No centenário do nascimento de Sophia – Parte V

Adrienne Savazoni Morelato, de São Paulo
Adrienne Savazoni Morelato, de São Paulo
Mestre e doutora em Estudos Literários pela Unesp, é professora da rede estadual de São Paulo e poeta

Trajetórias Poéticas entre Cecília Meireles e Sophia de Mello Breyner Andresen: Da gênesis da criação à poesia como salvação no espaço e no tempo – uma análise do  Percurso e do caminho comuns

Em Cecília, mar é o sinônimo perfeito para melancolia, metáfora salgada do choro. Sua liquidez escorre o fluir inexorável do tempo e as sugestões sonoras, gráficas e rítmicas entre os murmúrios e o silêncio. Lugar onde a brevidade da vida é totalmente presente, simultâneo com a eternidade de suas linhas, águas e ondas. O efêmero do tempo e da vida é ora diminuído em seu leito, ora aumenta com a aproximação de sua enormidade com o abandono e com a morte. Meireles se compromete como uma poeta que fala do mar entre os limites do adeus e da presença, da dor e da sombra, do abandono e da permanência. O tempo é um vazio em si mesmo que escorre em seus poemas e se despedaça nas rochas primevas como ondas. A poeta necessita cantar o mar exatamente para que não chore e não se lamente. Ele se confunde com o próprio corpo do poema e com a própria teoria da poesia, pois evoca a palavra como destino.

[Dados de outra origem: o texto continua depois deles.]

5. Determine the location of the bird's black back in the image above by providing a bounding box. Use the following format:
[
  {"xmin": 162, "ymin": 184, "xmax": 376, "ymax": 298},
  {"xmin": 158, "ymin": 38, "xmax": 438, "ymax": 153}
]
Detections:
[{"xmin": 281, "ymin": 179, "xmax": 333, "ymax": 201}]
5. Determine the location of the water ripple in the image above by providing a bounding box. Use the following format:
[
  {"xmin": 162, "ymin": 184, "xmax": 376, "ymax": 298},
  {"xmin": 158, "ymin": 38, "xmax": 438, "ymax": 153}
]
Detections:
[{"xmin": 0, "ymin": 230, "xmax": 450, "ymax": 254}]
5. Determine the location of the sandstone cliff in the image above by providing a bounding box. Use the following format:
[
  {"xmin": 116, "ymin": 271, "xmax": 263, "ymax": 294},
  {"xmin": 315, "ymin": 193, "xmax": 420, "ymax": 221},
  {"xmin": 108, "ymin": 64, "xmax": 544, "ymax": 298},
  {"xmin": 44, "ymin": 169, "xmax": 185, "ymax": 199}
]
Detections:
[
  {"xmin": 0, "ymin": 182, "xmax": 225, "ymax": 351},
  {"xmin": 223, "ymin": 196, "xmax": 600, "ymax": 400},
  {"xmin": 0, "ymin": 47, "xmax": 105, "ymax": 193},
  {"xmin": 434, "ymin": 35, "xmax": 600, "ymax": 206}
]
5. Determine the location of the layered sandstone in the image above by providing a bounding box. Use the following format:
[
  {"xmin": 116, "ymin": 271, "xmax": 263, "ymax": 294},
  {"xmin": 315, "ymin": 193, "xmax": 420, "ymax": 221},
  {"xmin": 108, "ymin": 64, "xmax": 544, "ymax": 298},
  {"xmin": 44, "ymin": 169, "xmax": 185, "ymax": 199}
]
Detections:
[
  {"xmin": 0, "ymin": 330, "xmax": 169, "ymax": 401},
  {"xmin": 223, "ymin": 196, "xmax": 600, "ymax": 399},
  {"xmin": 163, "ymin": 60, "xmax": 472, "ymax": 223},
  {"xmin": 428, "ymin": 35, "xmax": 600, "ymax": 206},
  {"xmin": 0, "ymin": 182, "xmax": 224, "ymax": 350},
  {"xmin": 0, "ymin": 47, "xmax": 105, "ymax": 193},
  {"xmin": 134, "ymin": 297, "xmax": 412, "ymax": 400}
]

Neste sentido, a poesia passa a ser salvação e destino para as duas, embora de modos diferentes. Cecília enfrenta o tempo como se fosse a própria morte do corpo e da palavra. A incompletude é celebrada, porque para a sua poesia, não há como escapar da pequenez, do fim e da dor. Sophia já transforma tudo em um eterno presente.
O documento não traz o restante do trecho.